Firstly, note that the abelian groups of order 12 are $\mathbb{Z}_6\times \mathbb{Z}_2$ and $\mathbb{Z}_{12}$. The first one has only 2 elements of order 3, so there is only one subgroup of order 3. The second one has only one subgroup for each divisor of 12 since is cyclic (see this property in reference (*)). Thus our group is not abelian, that is to say, is isomorphic to the dihedral group $D_6$, the alternating group $A_4$ or the dicyclic group $\text{Dic}_3$.

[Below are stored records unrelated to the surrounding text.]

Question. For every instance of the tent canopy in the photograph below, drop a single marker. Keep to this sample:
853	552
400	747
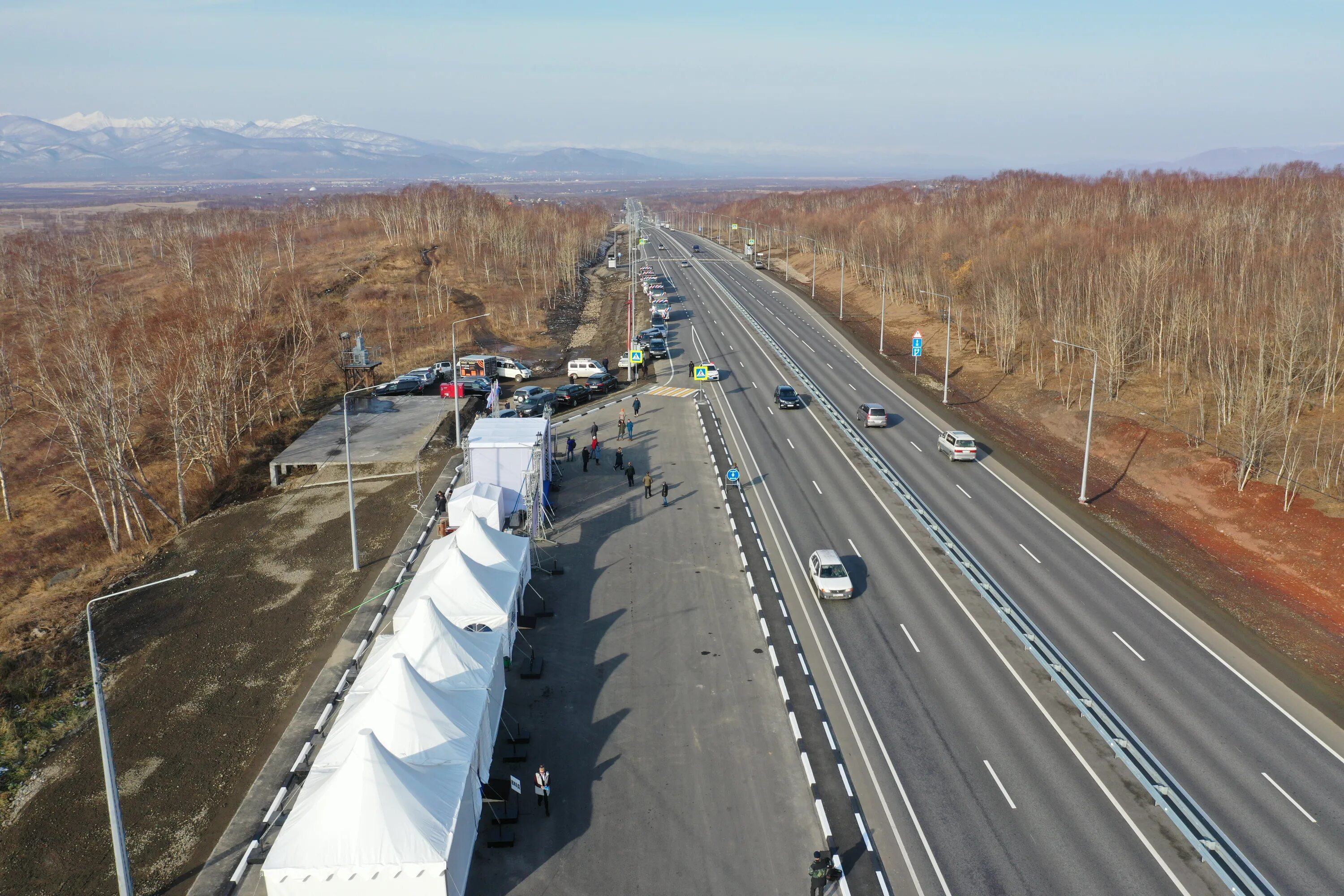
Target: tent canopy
480	499
413	719
374	825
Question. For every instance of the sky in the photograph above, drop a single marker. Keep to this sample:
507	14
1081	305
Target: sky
1034	82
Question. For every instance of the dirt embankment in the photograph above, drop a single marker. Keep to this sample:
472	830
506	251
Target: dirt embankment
1272	571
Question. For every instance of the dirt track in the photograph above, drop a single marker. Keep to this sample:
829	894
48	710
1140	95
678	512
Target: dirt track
203	676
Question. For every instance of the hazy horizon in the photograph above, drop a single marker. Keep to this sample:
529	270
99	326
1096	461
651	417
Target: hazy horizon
1037	86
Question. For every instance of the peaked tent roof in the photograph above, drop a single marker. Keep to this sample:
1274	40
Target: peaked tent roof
447	656
374	810
412	718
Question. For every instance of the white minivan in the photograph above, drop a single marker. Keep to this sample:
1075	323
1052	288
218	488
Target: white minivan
585	367
511	369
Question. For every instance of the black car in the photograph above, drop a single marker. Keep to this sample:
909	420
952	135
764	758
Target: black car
537	405
401	386
476	385
787	397
572	396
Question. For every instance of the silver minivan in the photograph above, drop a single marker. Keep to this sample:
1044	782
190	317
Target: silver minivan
873	414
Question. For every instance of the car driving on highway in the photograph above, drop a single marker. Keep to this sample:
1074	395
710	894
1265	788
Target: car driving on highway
957	445
787	397
830	578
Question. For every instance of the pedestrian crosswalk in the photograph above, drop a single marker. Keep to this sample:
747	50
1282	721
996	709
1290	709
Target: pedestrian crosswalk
674	392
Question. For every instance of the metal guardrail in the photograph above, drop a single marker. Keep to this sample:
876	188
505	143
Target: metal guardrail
1217	849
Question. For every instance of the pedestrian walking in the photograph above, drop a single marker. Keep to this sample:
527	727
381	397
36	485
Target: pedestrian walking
542	788
816	874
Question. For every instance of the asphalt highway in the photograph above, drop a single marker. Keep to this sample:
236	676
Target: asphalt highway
984	789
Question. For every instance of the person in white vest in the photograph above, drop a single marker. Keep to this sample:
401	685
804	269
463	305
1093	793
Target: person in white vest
542	786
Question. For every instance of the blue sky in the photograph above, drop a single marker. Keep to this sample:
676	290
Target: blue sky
1039	82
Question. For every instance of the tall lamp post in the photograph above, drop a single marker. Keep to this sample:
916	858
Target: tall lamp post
947	351
109	769
1082	489
882	334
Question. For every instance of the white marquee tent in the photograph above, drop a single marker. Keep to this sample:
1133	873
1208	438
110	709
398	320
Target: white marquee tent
378	827
414	720
467	593
449	659
480	499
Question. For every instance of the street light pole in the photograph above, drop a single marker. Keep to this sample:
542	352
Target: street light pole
882	332
947	351
1082	489
125	887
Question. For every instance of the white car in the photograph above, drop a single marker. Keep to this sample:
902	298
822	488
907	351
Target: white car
957	445
830	578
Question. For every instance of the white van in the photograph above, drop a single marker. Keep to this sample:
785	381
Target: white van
585	367
511	369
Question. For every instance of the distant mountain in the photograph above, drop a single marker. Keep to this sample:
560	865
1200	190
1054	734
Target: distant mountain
99	147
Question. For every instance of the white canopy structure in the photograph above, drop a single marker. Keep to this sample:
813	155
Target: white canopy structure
480	499
467	593
413	719
378	827
495	548
449	659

Now, we consider the action of $G$ given by $$\begin{equation*} \begin{split} \phi : G & \to \text{Bijection}(X)=S_4 \\ g &\mapsto \overline{g} \end{split} \end{equation*}$$ where $X=G/R_H$ and $R_H$ is the equivalence relation which induces the right coset on a subgroup H, and $$\begin{equation*} \begin{split} \overline{g}: X & \to X \\ Hx &\mapsto Hxg \end{split} \end{equation*}$$ It's easy to check that $\overline{g}$ is bijective and its inverse is $$\begin{equation*} \begin{split} \overline{g}^{-1}: X & \to X \\ Hy &\mapsto Hxg^{-1} \end{split} \end{equation*}$$ Also, it's easy to check it's in fact an action. Now, we observe that $\text{ker}\phi \subset H$ because each element $u\in \text{ker}\phi$ verifies that $$H=\overline{u}(H)=Hu,$$ so $u\in H$. In particular, $\text{ker}\phi \subsetneq G$ and, as $\text{ker}\phi \vartriangleleft G$, we deduce that if $\phi$ is not injective the group $G$ is not simple.
In our case, as $\text{ord}(H)=3$, we have two options: $\text{ker}\phi=\text{id}$ or $\text{ker}\phi=H$ (because groups of prime order haven't got any proper subgroup)
If $\text{ker}\phi=H$, then $H$ is the unique $3$-Sylow subgroup (because it's normal), and that contradicts the fact that $G$ has $4$ $3$-Sylow subgroups. Then, $\text{ker}\phi=\text{id}$. This case corresponds with the alternating group $A_4$. In fact, this is unique subgroup of order 12 of $S_4$.
(*) In a finite cyclic group there is only one subgroup of order $k$.